Last week was a crazy one – lots of things out of my norm from a two-day university shut down due to a water emergency in the city to being sick Friday evening and again today with a migraine. Not to mention the epic heat wave we had the past several days.
But, I’m grateful. For a variety of reasons. First, the migraine wasn’t one of my “epic” scary migraines. It was a migraine, but a “typical” one for me. Second, the migraine bought me a few hours of full-stop. As in full-stop in my bed with the fan full-blast. There’s a little bit of bliss in that when you’re constantly running and/or doing something. I’m grateful for the rest I got.
As I sit down to complete some homework with a refreshed mind, (albeit with a little bit of a migraine hangover still), I’m grateful for this opportunity I’m being given to learn and create.
Tonight I came to a realization in regard to expecting gratitude of others. The situation that led me to this realization isn’t important, but I feel it’s important to write about this topic.
I was bumbling around my house tonight feeling disgruntled about something. I realized (with some degree of disappointment in myself) that I was expecting gratitude out of a situation. Gratitude is central in my life — it changed my life. But, I have no right to expect gratitude. With that said, most of us like to be appreciated, but for me, it was coming down to my ego — my ego was expecting gratitude out of something. One of my favorite books by Don Miguel Ruiz, The Four Agreements, states this “personal importance, or taking things personally, is the maximum expression of selfishness because we make the assumption that everything is about ‘me.'” By expecting gratitute out of a situation, I was doing just that — making it all about ME.
By expecting gratitute out of a situation, I was not only taking said situation personally, I was stepping out of my sense of gratitude. Should people be grateful? Well, that’s for them to decide. MY personal belief system says I should say thank-you, send hand-written notes thanking people and spending time in gratitude each day. Should other people do that? Again, it’s for them to decide. I have no right to expect gratitude out of situations and people.
As soon as I made this realization tonight, realizing that it is not about ME, I was able to step back into gratitute. I control how I feel and react to things. And I never get to expect gratitude. We’re all living in our own reality and looking through our own lenses.
With all that said, I am grateful for each and every person who reads this.
Last night I turned in my final assignment for the semester, my first semester as a grad student in creative writing.
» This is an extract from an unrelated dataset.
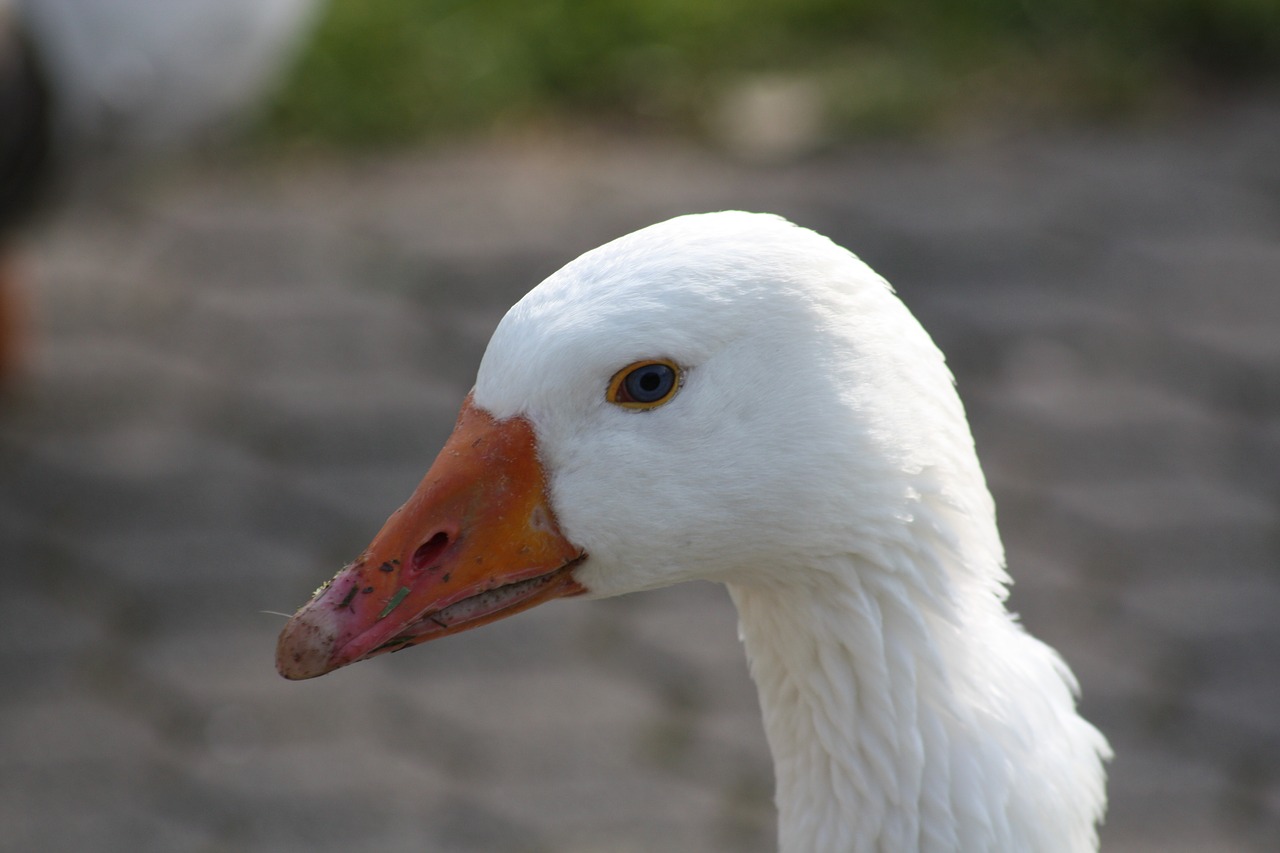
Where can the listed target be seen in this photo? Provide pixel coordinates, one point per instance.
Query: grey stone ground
(246, 368)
There was quite a bit of celebrating as I hit the submit button, I admit, but also a bit of sadness.
This semester has been a mixture of emotions. I have been out of school for several years, since having earned my MBA. Working at an educational institution, I caught the thirst for knowledge again and decided to pursue another degree — creative writing — while working my full-time job in marketing. I took two classes this semester — one online and one in person. I remember my first class and a wave of gratitude came over me for the knowledge I had the privilege of acquiring. And, believe me, I know what a privilege it is to be able to learn.
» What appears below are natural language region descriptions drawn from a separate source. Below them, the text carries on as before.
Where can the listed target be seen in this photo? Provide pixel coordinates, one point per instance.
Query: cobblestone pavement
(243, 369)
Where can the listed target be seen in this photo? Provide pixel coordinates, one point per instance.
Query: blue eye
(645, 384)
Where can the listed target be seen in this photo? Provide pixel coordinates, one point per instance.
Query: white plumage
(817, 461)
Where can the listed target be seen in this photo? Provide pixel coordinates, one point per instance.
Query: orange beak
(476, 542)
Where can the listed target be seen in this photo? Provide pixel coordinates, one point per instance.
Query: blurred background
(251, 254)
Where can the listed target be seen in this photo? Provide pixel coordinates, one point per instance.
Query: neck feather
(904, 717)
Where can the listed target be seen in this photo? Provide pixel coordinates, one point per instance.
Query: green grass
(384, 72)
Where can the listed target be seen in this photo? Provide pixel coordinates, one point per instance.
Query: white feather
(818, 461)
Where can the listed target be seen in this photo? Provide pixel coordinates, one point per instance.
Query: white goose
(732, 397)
Then, reality set in. Assignments started to pile up and I evenings and weekends were consumed with reading, writing and researching. I admit the gratitude waned a bit and I started to have a love-hate relationship with my classes (as most students do). I even dubbed my homework spot in my house “the cave.”
But, as the semester wrapped up, I started to feel sad. I’ll never get a “first semester back” with these classes and my fellow students again. Yes, there will be another semester, but none will ever be quite the same.
I’m so grateful.
To my cheerleaders who had to listen to me groan as I spent hours in my cave, thank you.
I’m so grateful for the gift of knowledge and so grateful for the semesters to come.